Introduction

The increasing use of cross-sectional imaging in recent decades has led to an increase in the incidence of renal cell carcinoma (RCC) [1]. RCC accounts for approximately 90% of renal tumors, with clear cell renal cell carcinoma (ccRCC) responsible for nearly 80% of cases [2]. A small renal mass (SRM), defined as a tumor less than 4 cm in diameter, constitutes around 40% of all kidney tumor [3, 4]. While most SRMs are malignant, ccRCC remains the most common type of renal malignancy. Despite early detection and resection of RCC, the mortality rate has not decreased significantly, indicating that small RCC is not the primary cause of death from RCC [5, 6]. Several studies have demonstrated that active surveillance of patients with small ccRCC, particularly those with a limited life expectancy or who decline surgical treatment, does not result in a significant increase in mortality [7, 8].

Most small RCCs appear as benign tumors, but some can exhibit high aggressiveness and have the potential to spread to the perirenal fat or distant locations [9, 10]. The World Health Organization/International Society of Urological Pathology (WHO/ISUP) criteria, established in 2016, is the widely accepted classification system for ccRCC. It categorizes ccRCC into four grades, with grades I and II considered low-grade and grades III and IV considered high-grade [11]. High-grade ccRCC is known to be more aggressive, prone to metastasis, and associated with poorer outcomes. Predicting the tumor grade beforehand can aid in determining appropriate treatment strategies. Percutaneous puncture pathology biopsy is a commonly used method for preoperative grading of ccRCC, but it is an invasive procedure. Heterogeneity within the tumor may result in a low histological grade, which can delay treatment [12, 13]. A noninvasive and effective method for determining the histological grade of small ccRCC is necessary.

The most popular noninvasive diagnostic tool for determining whether a small renal mass is benign or malignant, and for identifying the histological grade of small ccRCC, is computed tomography (CT) [14,15,16]. However, poor interobserver agreement and inconsistent performance make it difficult to use these radiological characteristics in clinical practice. Additionally, there are many overlapping imaging features between high-grade and low-grade tumors [17].

Artificial intelligence is increasingly employed in medical imaging to extract features from medical images that are imperceptible to the naked eye.
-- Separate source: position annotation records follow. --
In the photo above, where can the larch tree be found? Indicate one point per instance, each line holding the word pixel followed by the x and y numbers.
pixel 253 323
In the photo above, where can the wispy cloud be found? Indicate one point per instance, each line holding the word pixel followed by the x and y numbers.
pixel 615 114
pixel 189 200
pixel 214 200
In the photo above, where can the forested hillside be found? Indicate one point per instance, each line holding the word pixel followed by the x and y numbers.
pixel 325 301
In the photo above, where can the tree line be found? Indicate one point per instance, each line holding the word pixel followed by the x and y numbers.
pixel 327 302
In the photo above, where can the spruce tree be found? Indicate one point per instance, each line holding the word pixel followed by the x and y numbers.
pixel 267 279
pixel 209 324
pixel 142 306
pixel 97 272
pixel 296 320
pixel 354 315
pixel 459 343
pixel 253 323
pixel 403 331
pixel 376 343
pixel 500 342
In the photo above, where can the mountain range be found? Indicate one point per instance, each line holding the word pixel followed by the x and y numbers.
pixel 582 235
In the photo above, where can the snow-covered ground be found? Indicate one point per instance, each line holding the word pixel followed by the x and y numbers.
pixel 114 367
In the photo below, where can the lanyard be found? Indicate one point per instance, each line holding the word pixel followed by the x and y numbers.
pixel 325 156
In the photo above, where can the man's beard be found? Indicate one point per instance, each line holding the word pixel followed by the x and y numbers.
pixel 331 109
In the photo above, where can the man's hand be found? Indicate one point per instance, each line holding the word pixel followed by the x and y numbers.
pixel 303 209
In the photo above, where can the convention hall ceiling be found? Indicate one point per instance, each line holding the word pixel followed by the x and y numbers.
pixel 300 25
For instance, radiomics, which is based on CT images, and pathomics, which is based on whole slide images (WSI) [18,19,20,21]. Radiomics has been successfully in various areas related to SRM, including differentiating between benign and malignant SRM and grading small RCC [22,23,24,25,26]. Pathomics features can serve as a novel prognostic marker for predicting the prognosis of patients with ccRCC [27]. Most research has focused on textural features, and has not considered the potential value of clinical data and imaging characteristics, which could improve the diagnostic accuracy of the models.
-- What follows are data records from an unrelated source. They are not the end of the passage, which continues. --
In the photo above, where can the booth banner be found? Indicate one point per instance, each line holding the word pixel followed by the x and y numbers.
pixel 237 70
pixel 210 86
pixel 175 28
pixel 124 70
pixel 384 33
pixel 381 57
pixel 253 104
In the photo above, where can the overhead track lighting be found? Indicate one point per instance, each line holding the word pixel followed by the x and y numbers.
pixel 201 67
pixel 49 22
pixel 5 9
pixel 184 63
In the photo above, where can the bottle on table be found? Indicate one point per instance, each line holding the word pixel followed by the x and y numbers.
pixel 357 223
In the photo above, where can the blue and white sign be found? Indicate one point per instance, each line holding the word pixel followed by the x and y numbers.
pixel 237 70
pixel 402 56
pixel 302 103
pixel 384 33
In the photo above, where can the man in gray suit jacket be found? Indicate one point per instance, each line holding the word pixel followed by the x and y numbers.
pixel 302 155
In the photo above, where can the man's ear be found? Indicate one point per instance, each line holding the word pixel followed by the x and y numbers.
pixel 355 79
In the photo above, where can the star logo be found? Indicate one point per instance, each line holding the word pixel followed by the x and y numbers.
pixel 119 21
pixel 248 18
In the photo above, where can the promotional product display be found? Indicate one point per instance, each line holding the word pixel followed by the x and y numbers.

The purpose of this study is to evaluate the ability of multiphase CT-based radiomics nomogram analysis, which combines radiomics features and clinic-radiological characteristics, to predict the WHO/IUSP grade of small ccRCC.

Patients and methods

Patients

The Institutional Ethics Committee approved this retrospective study and waived the need for patient consent. The study included patients who underwent abdominal CT scans and were diagnosed with a renal tumor at our institution between January 2016 and January 2022. The inclusion criteria were as follows: (1) Patients with ccRCC who underwent a partial or radical nephrectomy. (2) Patients who had non-contrast and enhanced CT scans performed prior to surgery. (3) Patients with complete clinical information. The exclusion criteria were as follows: (1) Significant artefacts on CT images. (2) Tumors with a diameter greater than 4 cm. (3) Patients with a history of both kidney tumors and other tumors. (4) Patients who received treatment before the CT scan. A total of 113 patients were enrolled in the study, including 49 with high-grade small ccRCC and 64 with low-grade small ccRCC. In a ratio of 6:4, patients were randomly assigned to a training set (n = 67) and a testing set (n = 46). Figure 1 illustrates the workflow for enrolling the patient cohort.

Fig. 1
figure 1

The flow chart of the patient recruitment

CT imaging acquisition

Routine clinical CT scans of the kidney are typically performed using 64-slice multidetector CT equipment. The CT scan parameters are as follows: the tube voltage is 120 kV-140 kV; tube current is 250mA-400 mA; slice thickness is 5 mm. Approximately 80 to 100 mL (1.5mL/kg) of contrast agents (Omnipaque, GE Healthcare) is injected into the antecubital vein at a rate of 3.0 mL/s using a high-pressure injector. Four phases of CT images are obtained: the unenhanced phase (UP), the corticomedullary phase (CMP) which is acquired 30 s after contrast injection, the nephrographic phase (NP) which is acquired 90 s after contrast injection, and the excretory phase (EP) which is acquired 180 s after contrast injection.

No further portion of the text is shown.